Светлый фон

Оставив мотоцикл на горке, Антон опрометью скатился вниз.

Упираясь каблуками в текучую осыпь, съехал к самой воде. В нос ударило чадным водочным перегаром, прогорклым запахом сырого лука. Первым появилось желание взять в руки ключ и стукнуть им по одурманенной башке бульдозериста. К счастью, удержался, не стукнул. Взял Пэтю за небритый, слегка рассеченный, с натеками крови подбородок, повернул к себе, негромко спросил:

— Довоевался?

Пэтя посмотрел на Антона густо-карими мутно-налитыми глазищами, слегка улыбнулся крупными подпекшимися губами, едва заметно шевельнул белыми заедями.

— Не тарахти, Баляба, не перегревайся… Зараз поставлю рычаг на задний ход, и окажемся с тобой наверху.

— А двигатель заведешь? — подрагивая от холодного бешенства, тихо просипел Антон.

— Проще простого! Счас жиману — и вылетим перышком. Глянь!

Но мотор не заводился. Пэтя, нисколько этим не обеспокоенный, принялся рассказывать Антону анекдот, относящийся к подобному случаю.

— Кончай лить бурду! — Баляба посмотрел в скуластое, темнобровое, по-южному красивое лицо Пэти и мысленно упрекнул себя: «Знал же, что такое может случиться, и не предостерег».

…Накануне Антон заметил, что Пэтя стал неразговорчивым, снулым — недобрый признак. Решил не упускать его из виду.

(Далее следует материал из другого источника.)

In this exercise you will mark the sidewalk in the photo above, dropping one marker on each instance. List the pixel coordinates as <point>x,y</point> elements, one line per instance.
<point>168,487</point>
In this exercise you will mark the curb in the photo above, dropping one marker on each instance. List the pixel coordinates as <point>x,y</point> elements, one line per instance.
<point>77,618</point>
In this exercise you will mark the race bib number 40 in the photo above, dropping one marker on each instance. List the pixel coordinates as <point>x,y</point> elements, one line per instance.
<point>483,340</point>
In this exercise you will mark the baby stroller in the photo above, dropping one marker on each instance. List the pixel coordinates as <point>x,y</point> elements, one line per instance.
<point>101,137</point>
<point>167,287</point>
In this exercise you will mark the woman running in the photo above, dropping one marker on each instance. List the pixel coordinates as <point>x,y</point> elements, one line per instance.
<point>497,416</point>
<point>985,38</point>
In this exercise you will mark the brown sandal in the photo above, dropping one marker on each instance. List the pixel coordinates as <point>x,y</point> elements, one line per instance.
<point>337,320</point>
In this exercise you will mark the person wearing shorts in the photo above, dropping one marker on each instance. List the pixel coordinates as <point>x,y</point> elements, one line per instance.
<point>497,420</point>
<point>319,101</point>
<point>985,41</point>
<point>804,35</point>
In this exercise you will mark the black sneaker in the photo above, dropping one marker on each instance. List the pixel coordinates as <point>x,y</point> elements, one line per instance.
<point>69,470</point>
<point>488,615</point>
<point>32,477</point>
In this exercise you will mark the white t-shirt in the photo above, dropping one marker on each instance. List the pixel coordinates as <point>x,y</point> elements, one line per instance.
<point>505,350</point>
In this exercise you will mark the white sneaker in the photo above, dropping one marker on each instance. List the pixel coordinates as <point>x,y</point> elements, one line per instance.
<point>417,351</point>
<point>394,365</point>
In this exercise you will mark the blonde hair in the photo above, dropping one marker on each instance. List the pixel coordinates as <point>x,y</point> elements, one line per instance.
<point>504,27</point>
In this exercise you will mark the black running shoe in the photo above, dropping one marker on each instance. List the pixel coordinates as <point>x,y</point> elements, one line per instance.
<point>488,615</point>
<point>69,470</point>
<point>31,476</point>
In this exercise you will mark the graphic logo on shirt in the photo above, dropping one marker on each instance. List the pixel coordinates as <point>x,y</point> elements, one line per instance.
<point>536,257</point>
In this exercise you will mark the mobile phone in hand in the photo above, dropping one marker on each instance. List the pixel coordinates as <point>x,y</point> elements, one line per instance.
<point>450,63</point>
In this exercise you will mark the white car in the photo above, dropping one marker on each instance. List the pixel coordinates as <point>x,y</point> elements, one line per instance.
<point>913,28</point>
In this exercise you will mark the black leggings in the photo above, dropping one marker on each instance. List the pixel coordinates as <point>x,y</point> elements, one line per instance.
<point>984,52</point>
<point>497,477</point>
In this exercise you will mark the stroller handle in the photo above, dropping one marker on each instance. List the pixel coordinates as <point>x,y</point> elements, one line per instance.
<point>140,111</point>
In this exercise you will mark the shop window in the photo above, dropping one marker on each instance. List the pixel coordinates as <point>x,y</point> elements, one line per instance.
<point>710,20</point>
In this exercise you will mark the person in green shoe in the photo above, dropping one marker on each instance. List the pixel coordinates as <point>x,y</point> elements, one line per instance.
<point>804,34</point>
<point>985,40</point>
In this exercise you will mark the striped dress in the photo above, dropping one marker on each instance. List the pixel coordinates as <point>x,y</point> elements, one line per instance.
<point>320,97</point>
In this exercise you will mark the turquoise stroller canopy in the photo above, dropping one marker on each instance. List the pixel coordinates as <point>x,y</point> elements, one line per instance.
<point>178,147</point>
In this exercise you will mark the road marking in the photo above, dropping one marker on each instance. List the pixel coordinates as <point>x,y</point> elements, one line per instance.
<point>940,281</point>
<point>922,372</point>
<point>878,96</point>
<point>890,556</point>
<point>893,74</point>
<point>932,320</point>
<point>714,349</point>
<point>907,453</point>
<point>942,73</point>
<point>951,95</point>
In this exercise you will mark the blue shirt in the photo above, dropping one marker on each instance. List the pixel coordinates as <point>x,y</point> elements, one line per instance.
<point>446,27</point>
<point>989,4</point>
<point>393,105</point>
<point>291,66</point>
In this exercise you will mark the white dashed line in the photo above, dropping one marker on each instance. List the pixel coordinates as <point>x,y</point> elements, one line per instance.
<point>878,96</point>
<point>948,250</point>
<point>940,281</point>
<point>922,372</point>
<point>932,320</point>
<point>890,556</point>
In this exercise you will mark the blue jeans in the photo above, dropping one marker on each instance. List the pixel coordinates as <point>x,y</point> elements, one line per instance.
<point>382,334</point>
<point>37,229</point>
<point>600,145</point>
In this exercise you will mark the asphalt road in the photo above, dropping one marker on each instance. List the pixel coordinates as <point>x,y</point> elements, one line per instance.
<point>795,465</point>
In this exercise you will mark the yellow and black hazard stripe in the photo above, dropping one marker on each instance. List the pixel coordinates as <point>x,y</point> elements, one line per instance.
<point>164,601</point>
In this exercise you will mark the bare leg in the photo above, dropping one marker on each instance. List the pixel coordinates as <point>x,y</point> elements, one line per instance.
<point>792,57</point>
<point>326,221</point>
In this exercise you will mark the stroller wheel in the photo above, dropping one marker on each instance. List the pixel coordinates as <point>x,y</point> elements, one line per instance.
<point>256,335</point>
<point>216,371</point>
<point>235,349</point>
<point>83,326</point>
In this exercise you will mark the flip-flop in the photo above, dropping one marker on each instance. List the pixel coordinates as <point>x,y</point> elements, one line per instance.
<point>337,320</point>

Однако пока утрясал дела с Гнатом Дымарем, сидя в голубом деревянном вагончике, пока давал задания скреперистам на следующий день, Пэти и след простыл. «Ищи ветра в поле, — сплюнул с досады, — загуляет хлопец…»

Перед заходом солнца, по пути домой, заехал на подворье Таранов, где по-прежнему оставался жить Охрим Тарасович. Он не переходил в новую хату, потому что «не хотел мешать молодым», как сам часто говаривал. У крыльца дома Антон заметил мешок с зерном. Вышедший на звук мотоцикла Охрим Тарасович объяснил сыну:

— Подскочили хлопцы на таком самокате, как у тебя, свалили с коляски. Говорят, берите, дедушка, у нас его куры не клюют.

— Что за милостивые Филареты? Часом, не запомнил?

— Мабуть, комбайнеры, — что-то утаивая, рассуждал Охрим Тарасович. — Кому же еще хлебом так кидаться?

Антон допытывался:

— Так задарма и оставили?

Охрим Тарасович поскреб оголенный подбородок, подбил кверху белые усы.

— Нельзя сказать, чтоб задарма. Но почти.

— Договаривай, отец! За сколько купил?

— За понюшку табаку… — Старый Баляба деланно осерчал: — Что ты въедаешься — почем да сколько. — По-молодому проворно сошел с крыльца, развязал мешок. — Пшеничка — я тебе дам! Возьми на зуб — тверже твердого! Цены ей нету. А ну, гайда, помоги занести ее в комору.